Saturday, November 26, 2005

Holy shit..I think I found something that works!

     After many years, I have found a “happy” pill that actually treats the mental affliction that I have.  During my course, I have been treated with Prozac, Wellbutrin, Buspar and Lexapro.  None of these seemed to work all that well for me.  I recently went to the doctor and told him that these drugs were not working so he started me on Zoloft.   Yes, I am finally coming out of the closet. I am mentally ill.  Just in case anybody is wondering, I did not ask for this shit or want to be so fucked up that I need medication to function. I am just playing the hand out which sucks.

     My official diagnosis is Post-Traumatic Stress Disorder.  Most of you already know the symptoms so I will not rehash them.  Off my medication, the symptoms take over my life.  I have debilitating negative self-talk, fits of uncontrollable rage, anger, panic and anxiety.  These things often scare people.  At my former job, I was often told that I scare people and I was often labeled as a “time bomb waiting to go off.”  One thing that really pisses me off is people’s lack of education, understanding and compassion when it comes to mental illness.  I guess people are afraid of what they don’t and don’t want to understand.  I just have one thing to say, get over your fear we don’t need it!

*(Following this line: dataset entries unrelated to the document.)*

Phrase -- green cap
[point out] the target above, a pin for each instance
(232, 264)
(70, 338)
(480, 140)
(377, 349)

     On this new medication, the chronic depression I feel is better.  I still sleep well into the day and I lack motivation to do everyday things like clean my house, do laundry et cetera.   All I feel like doing these days is lie in my bed and watch TV.  Writing has helped a lot.  I look forward to finishing my book, which will pinpoint the causes of my illness.    The voices in my head are not so rampant they are somewhat under control.  I am concerned that I will not be able to continue my treatment due to no health insurance.  I know that there is support and help available I just have to find it.

5 comments:

Marie said...

No-not really. I see a couselor about twice a month. My family is not functioning at the moment, which is sad but none the less a reality. I wish I had a special man to help me through this. It makes the holidays lonely. How do you like the changes to the blog? I need to make some changes in my life. The blog is just a baby step.

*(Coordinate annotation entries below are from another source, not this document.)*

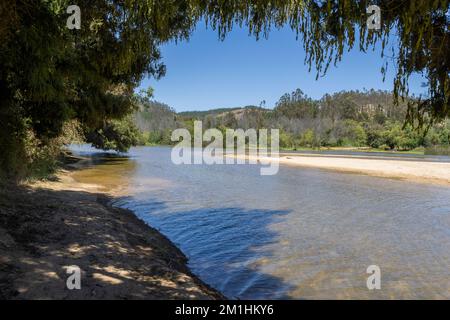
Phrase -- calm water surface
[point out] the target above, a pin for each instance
(302, 234)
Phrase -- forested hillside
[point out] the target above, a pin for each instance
(343, 119)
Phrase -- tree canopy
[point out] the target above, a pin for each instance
(50, 74)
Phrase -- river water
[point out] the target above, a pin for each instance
(301, 234)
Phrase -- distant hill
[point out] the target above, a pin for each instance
(215, 112)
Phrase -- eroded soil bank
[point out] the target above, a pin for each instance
(47, 227)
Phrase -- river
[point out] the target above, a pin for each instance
(300, 234)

I will just focus on my writing. It helps a lot. I hope that someday I can make money writing because I really enjoy it. Please take care. Thanks for dropping by!

Miss Defective said...

Zoloft is one of the few meds that's worked for me. Though for me it loses its effectiveness after awhile and I have to stop, wait a few months and go back on it.

I'm just curious, because of the symptoms you listed and the whole "time bomb" thing, have you been evaluated for other mental illnesses within the last 6 mos to a year? I know a lot of symptoms overlap, and I don't know a whole lot about PTSD, but it seems like there might be something more going on than just PTSD.

I know I don't know much about you, so I'm sorry if I'm sticking my nose where it doesn't belong. I was just curious is all.

I've already forgotten what your site looked like before, but I'm liking the pink.

Marie said...

Sid, PTSD has been my diagnosis since I entered treatment in 1998. I went to the doctor 2 weeks ago and confirmed the initial diagnosis. You are right to a point the symptoms do overlap. In doing research for my book and talking to my doctor I found that I have all of the major physical symptoms such as flashbacks, nightmares, intrusive thoughts, sleep disturbances, exaggerated startled response et cetera.

Depression, anxiety, anger agression and panic are the psychological outcomes of this disorder. I do not mind at all sharing. I encourage education and understanding.

When you have some time, please do some research on the topic if you can. Here is a link that you can refer to

www.helpguide.org/mental/post_traumatic_stress_disorder_symptoms_treatment.htm

Hope the information had been helpful. Please take care.

Marie said...

I like to go the gym and work out. It seems my mood is better. I concentrate and write better after I work out.

Have you read the "Our Town"post? Well a fact about that post is that I wrote it after working out for two hours.

Another way I cope is by sel-medicating. It is not the best or the healthiest way to cope. Fuck it, Rome was not built in a day!

Thanks for your comments and sincere concern. Thanks for dropping by and do so as often as you can.

Miss Defective said...

I'll definitely take a look at that link. My exhubby has PTSD from being in the army so I've seen the effect it has on people. I just wasn't aware of the anger aspect. I had a therapist once try to give me that diagnosis, but when I read the symptoms, most didn't apply. I'm building a mental health website (when I'm not too lazy to work on it) so this link will help when I get to the PTSD section. THANKS!!